MANILA - The body mandated by President Rodrigo Duterte to review the 1987 Constitution proposes the creation of 18 federated regions with powers to impose taxes and generate their own revenues, its spokesperson said Monday.
A day before the consultative committee (ConCom) votes on a draft of the proposed constitution, spokesperson Ding Generoso presented to the media the suggested structure of the federal government and the distribution of powers between the federal government and the federated regions.
Under the proposal, the federal republic would be comprised of separate regions for the Bangsamoro and the Cordillera, together with the remaining 15 other administrative regions in the current set-up, and the addition of the Negrosanon federated region on the island of Negros.
“After looking at several proposals, ConCom considered the least disruptive transition. Since regions are now established, to avoid a lot of disruption, ConCom decided to stick with current regional configuration,” Generoso said.
With the exception of the Bangsamoro and Cordillera federated regions (which will have different structures and additional powers), the other 16 regions will be composed of a regional governor, a deputy regional governor, and a regional legislative assembly.

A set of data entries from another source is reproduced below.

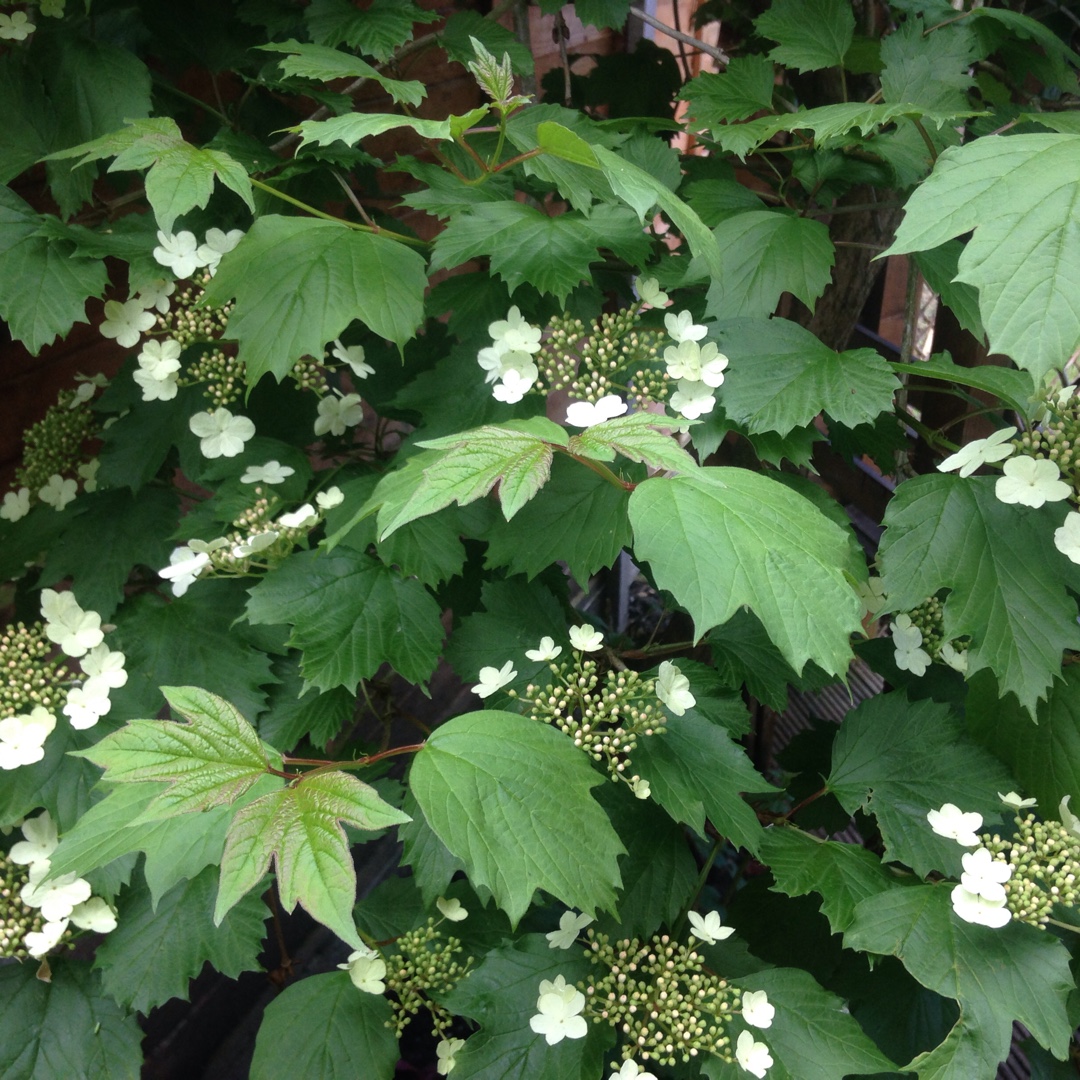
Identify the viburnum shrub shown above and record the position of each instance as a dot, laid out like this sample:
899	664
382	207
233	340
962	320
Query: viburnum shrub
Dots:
340	458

Half of the regional legislative assembly members will be elected as representatives of component provinces, and independently-chartered or highly-urbanized cities, while the remaining half will be filled by representatives of political parties who obtain a certain number of votes during the regional elections.
Both the regional governor and deputy regional governor will be elected by the regional legislative assembly from among themselves.
All elected officials will serve a 4-year term and may run for reelection only for another term.
Both the federal government and the federated regions will have their own exclusive powers.
The federal government will have exclusive powers over matters pertaining to:
- defense, security of land, sea and air territory;
- foreign affairs;
- international trade;
- customs and tariffs;
- citizenship, immigration and naturalization;
- national socio-economic planning, monetary policy and federal fiscal policy;
- competition and competition regulation bodies;
- inter-regional infrastructure and public utilities, including telecommunications and broadband networks;
- postal service;
- time regulation, standards of weights and measures;
- promotion and protection of human rights;
- basic education;
- science and technology;
- regulation and licensing of professions;
- social security benefits;
- federal crimes and justice system;
- law and order;
- civil, family, property and commercial laws;
- prosecution of graft and corruption;
- intellectual property;
On the other hand, federated regions have exclusive powers over:
- socio-economic development planning;
- creation of sources of revenue;
- financial administration and management;
- tourism, investment and trade development;
- infrastructure, public utilities and public works;
- economic zones;
- land use and housing;
- justice system;
- local government units;
- business permits and licenses;
- municipal waters;
- indigenous peoples’ rights and welfare, culture and language development;
- sports development;
- parks and recreations.
All other powers not stated are considered reserved to the federal government.
“The federal government will only supervise 18 federated regions, and every region will supervise local units within its region. Hindi na ‘yung isang tatay na nag-aalaga ng 1,400 na anak. Kundi ginroup ang mga anak 20 bahay at yung 20 bahay kinakausap ng padre de pamilya,” Generoso explained.
(It won't be like a father taking care of 1,400 children. Rather, the children were grouped into 20 houses and the father talks to these houses.)
Under the draft Constitution, federated regions will be able to levy some taxes currently being imposed by the national government, without remitting any portion of the amounts collected to the federal government.
Each region will collect real property, estate, donor’s, documentary stamp, professional, franchise, games and amusement, environmental, and road users taxes, as well as fees on vehicle registration, transport franchise, and other taxes granted by federal law.
The federal government, on the other hand, may impose other taxes, duties, fees, charges and impositions not granted to federated regions.
Generoso said that an estimated P40 billion to 50 billion in taxes will directly go to the regions with the transfer of the collection of certain taxes to them.
In addition to this amount, federated regions will also automatically get equal share from half of the estimated P2 trillion collection of income, excise, and value-added taxes as well as customs duties to be imposed by the federal government.
And to bridge the gap between poorer and richer regions, the draft constitution proposes the creation of an equalization fund equivalent to 3 percent of the annual budget in the General Appropriations Act.
The fund will be administered by a 15-member Federal Intergovernmental Commission, who will see to it that regions who need more will get the necessary assistance.
The proposal will do away with the population and land area criteria in the distribution of the current internal revenue allotment or IRA.
“What we’re giving them is control over certain amount of money that they can allocate according to their needs,” Generoso said.
Federated regions will also be given powers to prepare their own budgets for certain services, instead of relying on a central agency. Generoso said this will cut the budgeting period from 3 years to 1 1/2 to 2 years.
ConCom members are expected to vote on the whole draft of the Constitution on Tuesday at 9:00 a.m. They hope to submit the draft to the President on or before July 9.
Regional consultations will continue until August 19 and feedback generated will be included in the final report to be later submitted to the President, along with additional documents.